The more efficient high-compression engines were necessary not only to make cars run faster, but also because the “experts” had determined in 1915, that the world’s oil supply would be depleted by 1940.

Many popular cars of the day, such as the Ford Model T, had low compression engines that used an adjustable carburetor and a mechanical spark advance that made it possible to switch from gasoline to alcohol to kerosene as needed.

Despite Henry Ford’s later support for alcohol fuel in the 1920s and 1930s, the only fuel the Ford Motor Company actually offered for sale was “Fordsol,” which was a mixture of benzene (from Ford ­factory coking operations) and regular gasoline.

Some early auto manufacturers, such as the Olds Gas Power Company, offered a simple mixer attachment for alcohol and claimed in their advertising that “under actual operating conditions… the fuel consumption per horsepower is about the same, pound for pound, whether using alcohol or gasoline.”

Kettering, who had become General Motor’s vice president of research and the president of the Society of Automotive Engineers (SAE), noted two directions in fuel research in a 1919 speech to the society.

There was, he said, a “strong move in the direction of blended fuels, with blends of up to 20% or more of benzene or alcohol added to gasoline; the other was a ‘low percentage’ additive, such as iodine, which was too expensive to be practical but points to the possibility of other additives…”

Kettering and his research assistant Thomas A. Midgley immediately began intense research into fuel additives using DELCO light plant generators, and World War I airplane engines as test subjects.

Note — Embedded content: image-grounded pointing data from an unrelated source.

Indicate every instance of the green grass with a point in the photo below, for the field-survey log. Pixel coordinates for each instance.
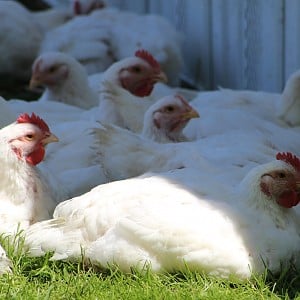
(40, 278)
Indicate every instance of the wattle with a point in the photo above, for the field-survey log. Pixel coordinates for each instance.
(288, 199)
(143, 90)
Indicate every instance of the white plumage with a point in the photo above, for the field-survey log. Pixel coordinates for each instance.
(65, 80)
(109, 35)
(157, 219)
(26, 196)
(20, 40)
(165, 119)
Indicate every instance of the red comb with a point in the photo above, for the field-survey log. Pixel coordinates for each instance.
(77, 8)
(289, 158)
(181, 99)
(33, 119)
(141, 53)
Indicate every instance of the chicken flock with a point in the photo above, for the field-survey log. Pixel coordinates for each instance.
(119, 169)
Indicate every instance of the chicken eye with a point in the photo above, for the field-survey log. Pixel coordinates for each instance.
(169, 108)
(29, 137)
(281, 175)
(52, 69)
(136, 69)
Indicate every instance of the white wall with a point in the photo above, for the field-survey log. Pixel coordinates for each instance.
(251, 44)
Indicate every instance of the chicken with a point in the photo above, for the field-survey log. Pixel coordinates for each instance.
(20, 41)
(26, 196)
(135, 75)
(166, 118)
(65, 80)
(83, 38)
(288, 105)
(108, 35)
(243, 109)
(152, 32)
(130, 224)
(7, 114)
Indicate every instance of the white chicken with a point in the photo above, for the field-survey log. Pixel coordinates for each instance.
(7, 114)
(134, 75)
(166, 118)
(84, 39)
(65, 80)
(20, 40)
(157, 220)
(26, 196)
(244, 109)
(109, 35)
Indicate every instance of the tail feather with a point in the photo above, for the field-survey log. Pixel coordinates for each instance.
(125, 154)
(53, 236)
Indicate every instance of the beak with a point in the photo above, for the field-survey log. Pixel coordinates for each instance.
(191, 114)
(51, 138)
(34, 82)
(160, 77)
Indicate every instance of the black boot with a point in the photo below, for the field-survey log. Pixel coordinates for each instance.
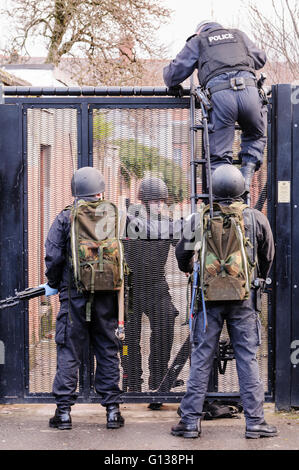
(62, 418)
(186, 430)
(114, 418)
(260, 430)
(247, 171)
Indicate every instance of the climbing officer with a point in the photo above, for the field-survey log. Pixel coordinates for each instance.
(150, 235)
(226, 61)
(72, 329)
(241, 317)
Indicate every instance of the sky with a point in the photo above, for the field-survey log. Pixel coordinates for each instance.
(186, 16)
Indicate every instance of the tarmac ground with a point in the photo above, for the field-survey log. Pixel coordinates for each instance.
(25, 427)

In a report on the war research committee, Midgley wrote: “Engineers have heretofore believed knocking to be the unavoidable result of too high a compression, and while the fact that (ethyl) alcohol did not knock at extremely high compressions was well known, it was (erroneously) attributed to its extremely high ignition point.”

Around 1920, Kettering came to believe that alcohol fuel from renewable resources would be the answer to the compression problem and the possibility of an oil shortage. “Ethanol (ethyl alcohol) never knocked, it could be produced by distilling waste vegetable material, and it was almost pollution-free.” (Remember, this is 1920.)

At Kettering’s urging, General Motors began to consider just what would be involved in a total switch from petroleum to alcohol fuel. One GM researcher determined that some 46% of all foodstuffs would have to be converted to alcohol to replace gasoline on a BTU-for-BTU basis.